Freya loves ballet, so we went to see
Giselle
last Friday. I am a self-confessed ignoramus when it comes to dance (why is that, I wonder? Every other art form fascinates me), but I enjoyed myself — I suppose grace and elegance and lovely music are hard to resist. Freya quizzed me in the restaurant afterwards and was appalled at my ignorance. ‘What if I said I wasn’t curious about art or literature?’ she said. ‘What would you think of me then?’ I was happy to admit defeat. Happy to be sitting opposite her admitting defeat.
I’ve also opened a new bank account into which Wallace will transfer all my literary earnings. Aelthred pays us — Lottie — an allowance of £300 a year, which should be sufficient to keep our Norfolk life going. I told Lottie that I was going to be spending ‘Much more, considerably more’ time in London, but she didn’t seem to mind that much — as long as I’m home at weekends, was her only condition. I’ve used this complacency to quietly shift most of my books and paintings down to Draycott Avenue — I don’t think she’s noticed. Wallace sold my ‘Meeting with Picasso’ piece to
Life
magazine for $200.
I am paying cautious and unhurried court to Freya. I book our time together solicitously, giving plenty of notice, taking nothing for granted. She enjoys eating in restaurants and drinks as much as me. ‘I’ve avoided my usual haunts for the time being — so no Ivy, Café Royal, PrevitalI’s — I don’t want tongues wagging. We go to the cinema, to art galleries, to the theatre and ballet. Last week before the theatre we had drinks at Draycott Avenue and she admired the flat. There is a ‘young man’ at the BBC who is interested in her but I don’t think he’s any competition.
Yesterday, one of Freya’s bosses in the Talks Department had a cocktail party and she asked me along. She changed at Draycott (she looked suddenly very sophisticated in a navy blue crêpe dress and high heels) and we took a cab to his house in Highgate.

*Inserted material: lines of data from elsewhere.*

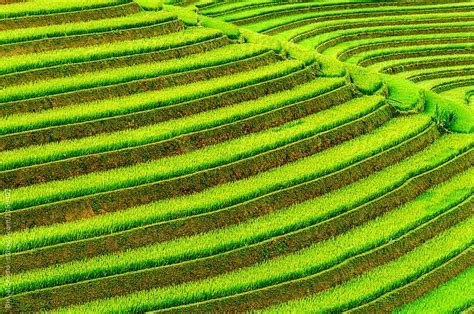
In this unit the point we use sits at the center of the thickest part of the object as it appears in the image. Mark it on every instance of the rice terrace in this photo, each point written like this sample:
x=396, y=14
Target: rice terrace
x=221, y=156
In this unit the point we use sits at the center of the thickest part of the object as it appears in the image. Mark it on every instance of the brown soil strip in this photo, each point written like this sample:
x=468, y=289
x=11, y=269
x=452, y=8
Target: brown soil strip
x=120, y=199
x=69, y=17
x=441, y=74
x=336, y=275
x=390, y=33
x=202, y=268
x=429, y=64
x=272, y=15
x=111, y=62
x=393, y=44
x=62, y=169
x=415, y=54
x=152, y=116
x=451, y=85
x=321, y=30
x=91, y=39
x=136, y=86
x=420, y=286
x=128, y=239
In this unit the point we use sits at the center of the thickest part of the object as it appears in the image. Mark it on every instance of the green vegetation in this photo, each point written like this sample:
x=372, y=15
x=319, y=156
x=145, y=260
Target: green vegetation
x=136, y=20
x=25, y=62
x=456, y=295
x=143, y=101
x=37, y=7
x=412, y=264
x=168, y=129
x=130, y=73
x=236, y=156
x=392, y=275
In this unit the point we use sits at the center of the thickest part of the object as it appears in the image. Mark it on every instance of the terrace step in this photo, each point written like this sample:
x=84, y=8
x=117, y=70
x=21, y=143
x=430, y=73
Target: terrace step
x=428, y=64
x=336, y=275
x=421, y=285
x=201, y=268
x=413, y=54
x=68, y=17
x=75, y=68
x=294, y=11
x=48, y=44
x=392, y=44
x=222, y=218
x=100, y=203
x=62, y=169
x=347, y=26
x=136, y=86
x=138, y=119
x=389, y=33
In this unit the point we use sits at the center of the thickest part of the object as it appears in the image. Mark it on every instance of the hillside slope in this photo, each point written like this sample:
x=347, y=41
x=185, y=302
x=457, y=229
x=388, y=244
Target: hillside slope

His name is Turville Stevens — in his forties, but with a shock of snowy white hair. It was a warm evening and the party spilled out into the garden. For some reason the drink had gone to my head (I drank neat gin before Freya arrived to calm my nerves) and I wandered off on my own, trying to sober up. Then, as I stood in that English garden on that soft early summer night, I felt a surge of pure well-being engulf my whole body. I felt a shivering current of happiness and benevolence flow through me. I looked round and, across the lawn, saw that Freya was looking at me. This is love. This is what love can do to you. We looked at each other and the message passed between us, through our eyes. Then Turville called her name and she had to look away.
I wandered over, like an automaton, to another group of people, I thought I saw Tommy Beatty there. To my vague shock Land was amongst them. We spoke quite amiably: she told me she was going to stand for Parliament at the next election. She asked about Lottie and Lionel, what I was writing and so on, and I in turn asked her about the other Fothergills. It was strange after such intimacy to sense this coolness between us. I suppose if you ask someone to marry you and they turn you down, things can never be quite the same again — too much damage done: humankind can tolerate only so much rejection. Then, as we were talking, Freya came up and I introduced them to each other. There is no disguising these situations: I don’t know what tiny signals are given off — perhaps it’s something women sense more than men — but I was instantly aware that (a) Land knew how I felt about Freya and (b) that Freya knew that Land was a former lover of mine. The three-sided conversation was very awkward and stiff and we broke off as soon as was polite.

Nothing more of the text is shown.